Thank you for your stimulating article on the future of zoos. Whilst it covered several relevant points in a very cogent way, I was sad to see the unchallenged assertion near the end that zoo-bred populations of endangered species could be used for reintroduction in 500 years time. I really think that some of the serious conservationists included elsewhere in the article should have had an opportunity to respond to this.
In fact, many reintroduction programmes have found that wild born animals make the best release subjects, and that successive generations of captive breeding can significantly impair fitness in the wild. Breeding in captivity unavoidably leads to selection for traits that are favourable in captivity – maintaining traits that favour survival in the wild is clearly best done by breeding in the wild, or at least in natural habitat enclosures within the natural range.
This means that in 500 years time, if captive animal populations really have been successfully maintained by the world’s zoos, and if any intact natural habitat has miraculously been preserved (despite the presumed disappearance of the high profile species within it), the actual animals available for release are very unlikely to be able to cope with the situation they are thrust into. Even as a last resort (which is not needed for the vast majority of species in zoos) this is a pretty desperate plan.

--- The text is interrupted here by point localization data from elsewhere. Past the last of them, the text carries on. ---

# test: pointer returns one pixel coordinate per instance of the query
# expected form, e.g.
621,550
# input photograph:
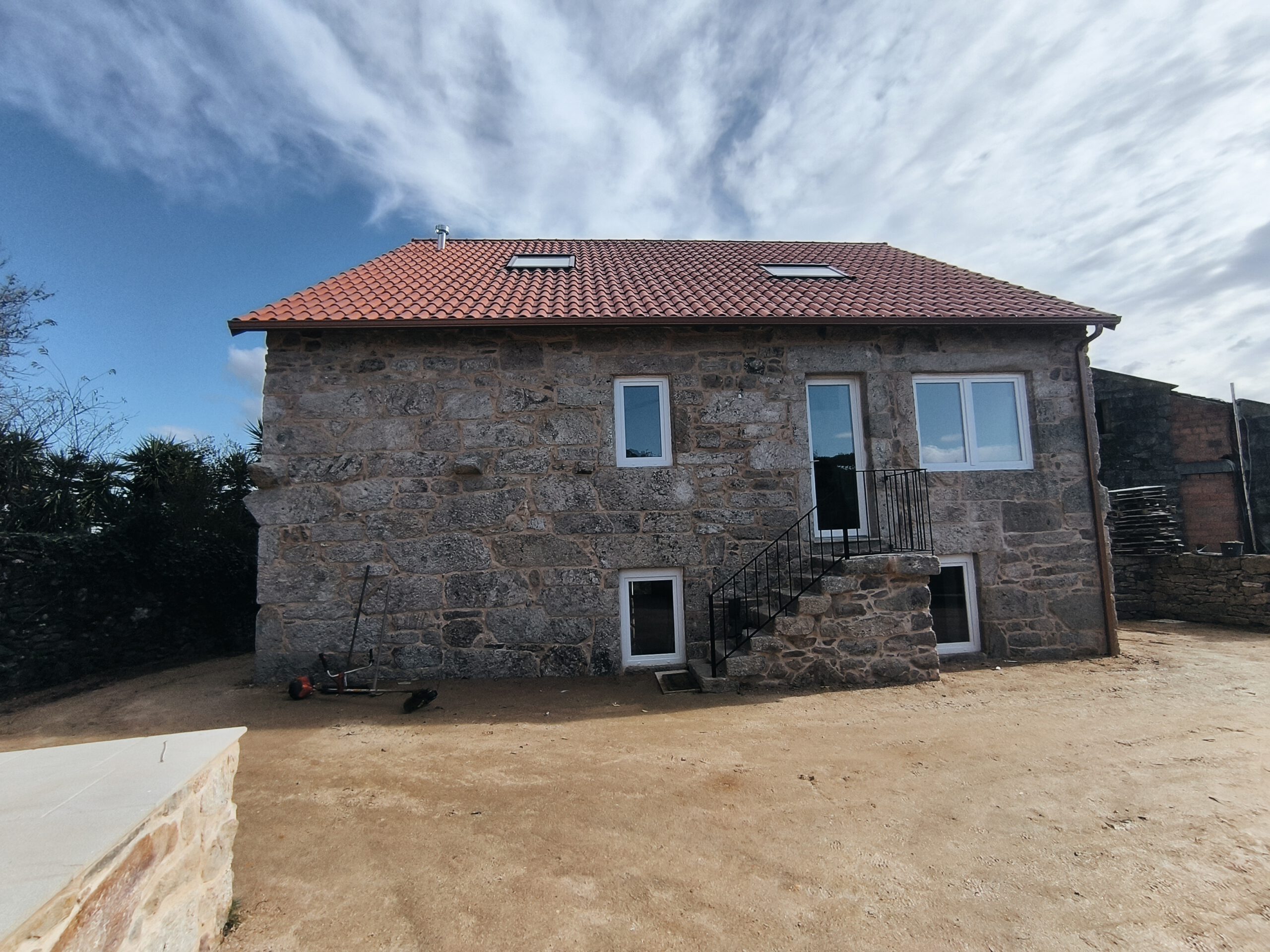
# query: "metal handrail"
868,512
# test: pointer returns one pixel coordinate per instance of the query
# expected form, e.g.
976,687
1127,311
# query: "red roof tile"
659,282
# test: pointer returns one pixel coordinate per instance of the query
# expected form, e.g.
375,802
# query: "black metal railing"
858,512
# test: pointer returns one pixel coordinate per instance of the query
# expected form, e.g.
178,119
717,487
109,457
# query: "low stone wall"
167,885
1194,588
867,624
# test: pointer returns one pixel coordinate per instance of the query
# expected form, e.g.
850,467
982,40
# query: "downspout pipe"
1091,455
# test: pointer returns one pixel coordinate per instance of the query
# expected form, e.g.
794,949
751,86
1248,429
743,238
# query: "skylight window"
541,262
802,271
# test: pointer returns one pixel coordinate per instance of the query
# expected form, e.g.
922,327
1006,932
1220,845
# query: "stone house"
788,463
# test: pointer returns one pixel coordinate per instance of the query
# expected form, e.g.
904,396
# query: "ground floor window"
652,608
954,611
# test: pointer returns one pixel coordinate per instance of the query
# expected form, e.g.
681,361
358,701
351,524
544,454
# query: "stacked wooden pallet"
1142,522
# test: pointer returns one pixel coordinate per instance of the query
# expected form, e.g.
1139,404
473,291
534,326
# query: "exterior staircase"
785,579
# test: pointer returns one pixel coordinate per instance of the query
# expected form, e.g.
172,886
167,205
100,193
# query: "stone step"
700,669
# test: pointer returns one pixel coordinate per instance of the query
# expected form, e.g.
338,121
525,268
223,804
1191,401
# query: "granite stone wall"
474,470
1194,588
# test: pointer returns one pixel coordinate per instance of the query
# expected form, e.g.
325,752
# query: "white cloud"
247,365
1109,153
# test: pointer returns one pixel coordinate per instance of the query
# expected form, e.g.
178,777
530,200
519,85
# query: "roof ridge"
661,241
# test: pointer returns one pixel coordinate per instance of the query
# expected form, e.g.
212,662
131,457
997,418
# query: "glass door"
954,611
833,424
652,613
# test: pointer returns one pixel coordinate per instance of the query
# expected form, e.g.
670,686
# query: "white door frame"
972,607
624,603
858,429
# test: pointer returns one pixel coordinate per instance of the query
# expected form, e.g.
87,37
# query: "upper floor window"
973,422
642,424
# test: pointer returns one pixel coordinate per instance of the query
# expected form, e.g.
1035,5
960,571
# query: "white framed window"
973,422
652,608
835,436
642,420
954,607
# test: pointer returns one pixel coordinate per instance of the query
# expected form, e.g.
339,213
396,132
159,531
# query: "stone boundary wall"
167,887
88,603
870,624
1194,588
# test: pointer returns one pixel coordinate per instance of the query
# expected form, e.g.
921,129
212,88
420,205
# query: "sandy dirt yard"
1115,804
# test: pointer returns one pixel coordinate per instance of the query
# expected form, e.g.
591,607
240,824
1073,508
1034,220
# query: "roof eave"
241,325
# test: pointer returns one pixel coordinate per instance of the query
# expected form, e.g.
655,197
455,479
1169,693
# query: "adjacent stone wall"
89,603
475,470
1194,588
1152,436
869,624
1203,431
168,887
1257,447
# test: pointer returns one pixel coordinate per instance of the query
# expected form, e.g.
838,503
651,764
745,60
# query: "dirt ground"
1109,804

I think what came across from the article was that some zoos do engage in serious conservation work, and attempt to educate the public. What was not clear was whether displaying hundreds of live animals (few if any of which contribute to any ongoing release programme) is truly a necessary part of this, or whether zoos could actually continue to educate, fundraise, and support field conservation with activities and exhibits that do not rely on the historical model of a ‘zoological collection’.